Posted by: marc sobel | Jul 20, 2007 7:40:46 PM
Nothing I've seen in the Democratic cost containment proposals about a uniform standard either. Both Edwards and Clinton (probably Obama too, but I don't recall) specifically call for EMR, and interoperability, but neither says anything about how to set uniform standards and practices.
Posted by: Sanpete | Jul 20, 2007 7:59:46 PM
The only federal legislation that I know of for a national standard for EMR health records was proposed by former-Senator Santorum and a certain junior senator from New York. I'm not sure where that went, however that is one of the keys to doing a decent implementation of EMR. Otherwise, it's just more paper (or the electronically stored scanned paper that my current employer uses).
I was a systems and software engineer for 10 years before going to medical school. We built systems that helped other types of users transition from paper to computers. Believe me, those users were every bit as "arrogant" (or skeptical, as the case may be) as physicians. There are gigantic transition costs. In my first career I used to work with the military, but most private practices are very small businesses. It's not clear to me that they can afford the costs for marginal benefit.
Never the less, after 10 years as a physician, I just had my first interview for a job in medical IT. I'm a huge believer in EMR, but I completely agree with Cranky and Joe. It's not as simple or as transperant as you imagine it to be, Ezra.
Posted by: J Bean | Jul 21, 2007 12:05:23 AM
Sam and others,
While there is still a ways to go on health data standards, they are much further along than has been portrayed in this thread. HL7 (messaging/text), NCPDP (prescriptions), LOINC (labs), DICOM (imaging, e.g. MRI) do exist through public-private efforts over the last 5 years or so. These are beginning to be adopted by the IT industry, but some further clarity and completeness is needed to fully overcome this obstacle.

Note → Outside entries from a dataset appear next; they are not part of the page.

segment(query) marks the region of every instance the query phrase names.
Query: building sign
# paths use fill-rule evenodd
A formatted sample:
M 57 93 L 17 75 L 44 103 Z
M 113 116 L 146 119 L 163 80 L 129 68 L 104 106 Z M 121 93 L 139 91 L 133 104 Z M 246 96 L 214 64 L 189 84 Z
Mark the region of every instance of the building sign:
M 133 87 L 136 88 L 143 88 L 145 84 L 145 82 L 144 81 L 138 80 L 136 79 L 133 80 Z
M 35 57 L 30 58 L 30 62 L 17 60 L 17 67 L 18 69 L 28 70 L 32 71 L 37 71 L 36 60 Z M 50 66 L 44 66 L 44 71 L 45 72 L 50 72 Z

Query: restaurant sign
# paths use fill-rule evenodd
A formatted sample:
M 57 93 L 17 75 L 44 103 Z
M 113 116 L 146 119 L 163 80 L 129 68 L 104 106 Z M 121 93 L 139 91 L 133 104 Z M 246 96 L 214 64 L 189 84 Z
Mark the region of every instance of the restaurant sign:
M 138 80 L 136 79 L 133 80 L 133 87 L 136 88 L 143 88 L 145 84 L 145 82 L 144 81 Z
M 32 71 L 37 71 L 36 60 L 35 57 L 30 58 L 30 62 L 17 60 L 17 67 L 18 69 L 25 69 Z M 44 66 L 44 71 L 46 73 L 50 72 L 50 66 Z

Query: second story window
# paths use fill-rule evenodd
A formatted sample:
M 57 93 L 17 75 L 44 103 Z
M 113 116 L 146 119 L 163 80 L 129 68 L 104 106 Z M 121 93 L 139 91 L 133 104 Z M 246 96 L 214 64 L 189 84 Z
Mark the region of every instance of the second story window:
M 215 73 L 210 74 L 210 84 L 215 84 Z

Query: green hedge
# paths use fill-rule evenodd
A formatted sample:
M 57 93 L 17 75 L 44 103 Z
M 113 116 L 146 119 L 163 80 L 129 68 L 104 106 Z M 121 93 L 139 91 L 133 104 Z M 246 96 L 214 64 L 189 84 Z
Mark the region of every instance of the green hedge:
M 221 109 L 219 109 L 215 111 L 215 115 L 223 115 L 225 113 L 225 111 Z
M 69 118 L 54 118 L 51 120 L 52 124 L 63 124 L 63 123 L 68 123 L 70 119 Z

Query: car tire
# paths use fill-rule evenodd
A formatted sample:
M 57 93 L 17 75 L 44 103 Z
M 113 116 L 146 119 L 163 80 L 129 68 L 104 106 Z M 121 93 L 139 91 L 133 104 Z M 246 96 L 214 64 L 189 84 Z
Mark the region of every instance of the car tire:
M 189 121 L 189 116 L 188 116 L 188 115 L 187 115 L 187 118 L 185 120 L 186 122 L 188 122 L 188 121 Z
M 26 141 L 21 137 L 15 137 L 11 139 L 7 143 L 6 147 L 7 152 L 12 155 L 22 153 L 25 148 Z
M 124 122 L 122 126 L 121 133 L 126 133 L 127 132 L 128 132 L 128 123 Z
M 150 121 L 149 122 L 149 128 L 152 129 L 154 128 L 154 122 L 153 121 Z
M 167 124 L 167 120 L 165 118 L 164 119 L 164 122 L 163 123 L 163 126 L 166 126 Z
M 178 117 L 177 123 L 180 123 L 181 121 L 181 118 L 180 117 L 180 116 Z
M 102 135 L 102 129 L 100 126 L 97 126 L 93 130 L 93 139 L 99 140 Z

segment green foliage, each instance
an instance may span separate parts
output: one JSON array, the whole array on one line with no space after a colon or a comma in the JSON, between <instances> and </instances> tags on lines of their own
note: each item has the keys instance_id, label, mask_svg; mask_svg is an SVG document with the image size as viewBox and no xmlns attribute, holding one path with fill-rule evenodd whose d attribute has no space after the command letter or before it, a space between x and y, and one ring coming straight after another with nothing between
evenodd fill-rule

The real challenge with interoperability is not the IT standards, but actual agreement between health organizations to be interoperable. In every region, there are health centers that are leading edge and comprehensive. Like other businesses that bundle services, they typically have some offerings/health specialties that are truly best-in-region while others aren't-- but they rely on the convenience that patients get from the relative ease of sharing information across providers within their health center (even a purely paper-based center can share charts more easily than with another provider on the outside) to ensure a greater market share of patient services. This is true for both hospitals and physician practices. True interoperability is a clear threat to this market dynamic, so these stakeholders, which typically have the most influence in their health communities are more reluctant than others to participate in these initiatives.

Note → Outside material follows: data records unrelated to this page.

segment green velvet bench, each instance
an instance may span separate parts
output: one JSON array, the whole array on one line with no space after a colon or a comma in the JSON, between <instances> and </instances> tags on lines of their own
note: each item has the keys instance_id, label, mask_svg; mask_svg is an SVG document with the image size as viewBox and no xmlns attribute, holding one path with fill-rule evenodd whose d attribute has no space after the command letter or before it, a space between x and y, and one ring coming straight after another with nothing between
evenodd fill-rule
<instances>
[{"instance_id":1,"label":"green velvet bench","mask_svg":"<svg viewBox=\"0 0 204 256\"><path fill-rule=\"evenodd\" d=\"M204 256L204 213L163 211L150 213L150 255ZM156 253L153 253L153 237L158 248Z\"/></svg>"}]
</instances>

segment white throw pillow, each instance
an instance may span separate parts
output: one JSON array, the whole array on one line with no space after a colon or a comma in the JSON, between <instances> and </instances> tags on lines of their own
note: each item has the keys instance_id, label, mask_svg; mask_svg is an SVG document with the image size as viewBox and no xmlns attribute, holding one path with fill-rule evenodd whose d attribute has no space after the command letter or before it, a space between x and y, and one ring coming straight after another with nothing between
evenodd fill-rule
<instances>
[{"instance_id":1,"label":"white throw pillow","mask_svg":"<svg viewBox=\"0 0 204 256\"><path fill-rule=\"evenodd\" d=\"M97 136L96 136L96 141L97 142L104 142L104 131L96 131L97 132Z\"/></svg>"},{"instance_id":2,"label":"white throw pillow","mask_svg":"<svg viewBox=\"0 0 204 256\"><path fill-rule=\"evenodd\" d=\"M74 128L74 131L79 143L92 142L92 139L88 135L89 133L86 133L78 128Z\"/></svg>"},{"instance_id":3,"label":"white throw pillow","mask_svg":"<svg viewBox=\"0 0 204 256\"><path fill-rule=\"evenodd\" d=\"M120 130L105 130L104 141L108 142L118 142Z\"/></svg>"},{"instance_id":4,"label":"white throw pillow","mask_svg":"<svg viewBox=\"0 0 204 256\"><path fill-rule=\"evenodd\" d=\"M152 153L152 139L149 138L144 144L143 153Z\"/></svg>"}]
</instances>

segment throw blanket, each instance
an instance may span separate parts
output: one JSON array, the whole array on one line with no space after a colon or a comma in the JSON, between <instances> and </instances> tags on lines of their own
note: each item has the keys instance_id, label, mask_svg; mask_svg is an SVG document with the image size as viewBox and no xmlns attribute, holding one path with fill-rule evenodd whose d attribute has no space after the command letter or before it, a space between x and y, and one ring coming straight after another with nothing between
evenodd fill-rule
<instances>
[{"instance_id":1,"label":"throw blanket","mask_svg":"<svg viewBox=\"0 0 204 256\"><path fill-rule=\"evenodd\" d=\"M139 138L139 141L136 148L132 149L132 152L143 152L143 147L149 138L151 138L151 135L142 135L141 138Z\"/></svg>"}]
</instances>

A regulatory requirement mandating interoperability is needed to overcome this-- moreso for the competitve dynamics described above than the health IT complexities.
Posted by: wisewon | Jul 21, 2007 7:48:41 AM
Or, IOW, it used to make a HUGE difference to have all the services available under one roof. A doctor alone, or a small group, suffered a major handicap. Fully implemented EMR will to some extent level that playing field.
Posted by: serial catowner | Jul 21, 2007 8:32:50 AM
It is simple. There should be ONE format for the records which is tied to the ONE format for billing. Everything needs to be entered for billing, doesn't it?
ATM transactions cost 5¢ - why should medical transactions cost $40?? Doctors need to keep records and they need to bill - All it takes is the creation of a single format ( I'd assume it will be in some kind of XML ) for both. That way, all of the information will be there - including how much it cost and who got paid and when.
This is like the interstate highway system - It is a huge need that is too big to be created by anyone but the feds.